The nature of the post-acute phase of the infection is poorly understood in younger people. CT has shown persistent damage to the lungs in adults, but CT uses ionizing radiation and has limited diagnostic value in children, where lung changes due to COVID-19 are less pronounced.

“We conceived this study when the evidence for long- or post-COVID cases in adults was growing,” said study senior author Ferdinand Knieling, M.D., specialist in pediatrics and adolescent medicine from the departments of Pediatrics and Adolescent Medicine at University Hospital Erlangen in Erlangen, Germany. “This was also when the first patients with unspecific symptoms were seen in our department, and parents started to ask about an association with a prior infection.”

Dr. Knieling and colleagues studied COVID-19’s effects in children and adolescents using low-field MRI. The technology relies on a lower magnetic field than conventional MRI and allows for free breathing, meaning the subjects do not have to hold their breath during imaging. This makes scanning more feasible in children.

“As parents, we also wanted to find what risks an infection might have,” Dr. Knieling said. “Luckily, our departments teamed up to use their brand-new MRI scanner designed for investigations in children and adolescents.”

The researchers looked at changes in lung structure and function in 54 children and adolescents (mean age 11 years) with previous SARS-CoV-2 infection. Of the 54 patients, 29 had recovered, and 25 had long COVID. All but one of the patients had been unvaccinated at the time of original infection.

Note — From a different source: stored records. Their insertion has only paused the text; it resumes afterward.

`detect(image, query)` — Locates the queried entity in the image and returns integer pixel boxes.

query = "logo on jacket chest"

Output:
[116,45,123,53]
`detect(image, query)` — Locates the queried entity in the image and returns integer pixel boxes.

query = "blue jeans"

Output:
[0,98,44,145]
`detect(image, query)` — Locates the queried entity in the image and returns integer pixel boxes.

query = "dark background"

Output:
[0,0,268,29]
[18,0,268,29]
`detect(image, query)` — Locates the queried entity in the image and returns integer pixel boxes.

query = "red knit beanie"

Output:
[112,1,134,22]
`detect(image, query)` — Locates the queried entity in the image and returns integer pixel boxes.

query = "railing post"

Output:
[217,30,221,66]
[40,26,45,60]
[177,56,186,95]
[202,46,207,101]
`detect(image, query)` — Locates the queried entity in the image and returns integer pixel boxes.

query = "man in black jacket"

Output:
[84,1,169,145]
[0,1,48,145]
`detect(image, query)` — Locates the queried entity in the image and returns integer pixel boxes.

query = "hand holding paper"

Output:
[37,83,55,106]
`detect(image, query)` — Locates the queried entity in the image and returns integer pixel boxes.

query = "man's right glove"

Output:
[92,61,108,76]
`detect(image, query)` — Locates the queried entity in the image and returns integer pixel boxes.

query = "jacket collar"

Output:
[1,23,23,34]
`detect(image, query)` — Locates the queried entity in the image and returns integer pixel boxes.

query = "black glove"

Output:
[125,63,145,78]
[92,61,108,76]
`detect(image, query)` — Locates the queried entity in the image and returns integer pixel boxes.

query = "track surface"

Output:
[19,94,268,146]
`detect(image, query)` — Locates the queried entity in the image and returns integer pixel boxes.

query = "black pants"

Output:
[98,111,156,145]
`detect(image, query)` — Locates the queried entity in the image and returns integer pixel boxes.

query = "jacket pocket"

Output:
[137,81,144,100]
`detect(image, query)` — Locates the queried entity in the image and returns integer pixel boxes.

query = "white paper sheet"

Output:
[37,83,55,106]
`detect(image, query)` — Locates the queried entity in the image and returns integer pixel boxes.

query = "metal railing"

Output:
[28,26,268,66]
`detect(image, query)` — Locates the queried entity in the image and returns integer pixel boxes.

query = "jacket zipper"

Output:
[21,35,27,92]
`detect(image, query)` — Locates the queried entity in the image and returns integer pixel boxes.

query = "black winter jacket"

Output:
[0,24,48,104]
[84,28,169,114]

None of the COVID-19 group required hospital admission during the primary infection period. Shortness of breath, impaired attention, headache, fatigue and loss of smell were the most commonly reported symptoms at the time of the study. Results from the COVID-19 group were compared with those from nine healthy controls.

MRI allowed the researchers to derive the V/Q match, a measure of air and blood flow in the lungs. If lungs are working properly, the air and blood flow should match.

V/Q matches showed persistent pulmonary dysfunction in the patients who had recovered from COVID-19 and in those with long COVID. The V/Q match was 62% in the recovered group and 60% in the long COVID group—both considerably lower than the 81% match in healthy controls.

“Persistent symptoms after COVID still cause diagnostic odysseys, and this is especially true for young people,” Dr. Knieling said. “Our findings illustrate that caring for these patients is a multidisciplinary challenge.”

Long-term implications of these lung changes remain unclear, but the results warrant further surveillance of persistent lung damage in children and adolescents after COVID-19, Dr. Knieling said. Lung MRI is already widely available, he noted, making these imaging approaches easy to integrate into clinical routine care. More research will help show the full potential of MRI in COVID-19 survivors.

“A follow-up trial has already started, and we seek to understand how findings change over time,” Dr. Knieling said. “Additionally, we will take closer looks at other organs to see how this correlates with our findings.”